Sunday, April 20, 2014

Rubrics

http://learnweb.harvard.edu/alps/thinking/docs/rubricar.htm
Last class we spent the majority of our time discussing rubrics. I thought making rubrics that judged cookies was a great way to demonstrate just how unfair or misleading rubrics can be at times. Even though each group tried to make a rubric that fairly judged a chocolate chip cookie, the score of each cookie according to the rubric, did not always reflect which cookie was better. This activity helped me to realize that rubrics are not always the best tool to grade students’ writing. However, they can be used properly if they are structured correctly. Personally, I have mixed feelings about rubrics. From a student’s perspective, a rubric can be helpful because it allows the student to know exactly what they need to do to receive a high grade on an assignment. I've found that sometimes having a rubric can clarify what is expected in the assignment. On the other hand, as I student I have also found that rubrics can be confusing, or worded so that they sound generic to any assignment, and do not help to clarify the assignment at hand. From a teacher point of view, having a rubric can be one way to help explain what they are asking students to do. They can also help when the teacher is grading.
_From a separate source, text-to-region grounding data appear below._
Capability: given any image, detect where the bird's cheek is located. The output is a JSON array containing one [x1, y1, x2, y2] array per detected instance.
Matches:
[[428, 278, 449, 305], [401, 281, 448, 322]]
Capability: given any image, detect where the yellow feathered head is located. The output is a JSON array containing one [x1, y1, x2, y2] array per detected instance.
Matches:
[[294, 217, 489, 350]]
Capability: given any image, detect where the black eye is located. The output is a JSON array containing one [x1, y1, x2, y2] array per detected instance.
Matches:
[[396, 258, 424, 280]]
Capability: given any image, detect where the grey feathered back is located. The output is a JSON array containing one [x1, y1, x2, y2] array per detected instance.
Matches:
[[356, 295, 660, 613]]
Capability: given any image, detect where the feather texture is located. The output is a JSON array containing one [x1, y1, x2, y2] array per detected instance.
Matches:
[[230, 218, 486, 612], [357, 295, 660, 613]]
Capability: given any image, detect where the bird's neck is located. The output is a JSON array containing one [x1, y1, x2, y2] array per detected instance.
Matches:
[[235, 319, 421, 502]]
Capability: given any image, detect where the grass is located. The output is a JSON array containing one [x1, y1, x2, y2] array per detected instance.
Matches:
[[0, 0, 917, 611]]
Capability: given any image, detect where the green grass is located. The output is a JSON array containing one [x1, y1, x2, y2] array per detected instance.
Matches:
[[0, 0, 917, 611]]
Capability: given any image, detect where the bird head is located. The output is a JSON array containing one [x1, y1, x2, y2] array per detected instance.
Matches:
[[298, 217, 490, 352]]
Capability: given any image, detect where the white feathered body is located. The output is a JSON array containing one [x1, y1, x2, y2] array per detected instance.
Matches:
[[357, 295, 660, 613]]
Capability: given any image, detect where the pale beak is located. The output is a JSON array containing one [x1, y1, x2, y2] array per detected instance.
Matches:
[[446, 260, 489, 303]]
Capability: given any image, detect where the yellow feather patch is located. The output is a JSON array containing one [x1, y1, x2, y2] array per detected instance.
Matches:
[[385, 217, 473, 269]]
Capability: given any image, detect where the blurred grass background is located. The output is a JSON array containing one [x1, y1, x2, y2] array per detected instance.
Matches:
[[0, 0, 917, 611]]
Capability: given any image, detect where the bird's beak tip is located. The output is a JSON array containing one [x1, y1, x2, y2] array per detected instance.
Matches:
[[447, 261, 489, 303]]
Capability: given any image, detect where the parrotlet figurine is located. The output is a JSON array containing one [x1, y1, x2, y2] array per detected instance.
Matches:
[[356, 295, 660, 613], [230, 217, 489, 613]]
            I related the lesson I learned on rubrics last Tuesday to an event I attended a couple of hours later. I went to a dance lip syncing competition that was between the sororities and the fraternity on campus. At the event, one of the sororities did a very well executed dance on a song from the movie Pitch Perfect. Even though this dance was performed well and was mostly in sync, this team did not place. I suspect that this is directly related to the rubric that was given to the judges. The dance was scored from four categories: attire, choreography, originality and synchronization.  Even though the dance looked very synchronization and clean cut, the dance was not that original because the majority of it was from a movie. This hurt the team and caused them to fall a little short in the final scoring. If the rubric was based simply on which team the judges think did a better job, without these specific categories, I think this team would have scored higher. So this brings me to a question: Are rubrics always fair? Regardless of the original intentions of the rubric I feel that rubrics often are not fair, and can cause teachers to grade an assignment either higher or lower than it really deserves simply because of the terminology of the rubric. 

1 comment:

  1. Hi Carina,
    That's an interesting example that you gave about the lip synching contest, and I think we saw the same thing happen in our cookie evaluation. The cookies that scored the highest were definitely not the ones that I would have chosen as the *best* chocolate chip cookie, but when we followed our rubrics without any personal interpretation, those were the results we got. I think the "fairness" of the rubric depends both on how well constructed it is relative to the objectives of the assignment, and how it is used by the teacher. Is it fair to make exceptions to the rubric, or should we always try and factor in creativity and other ways of showing competence?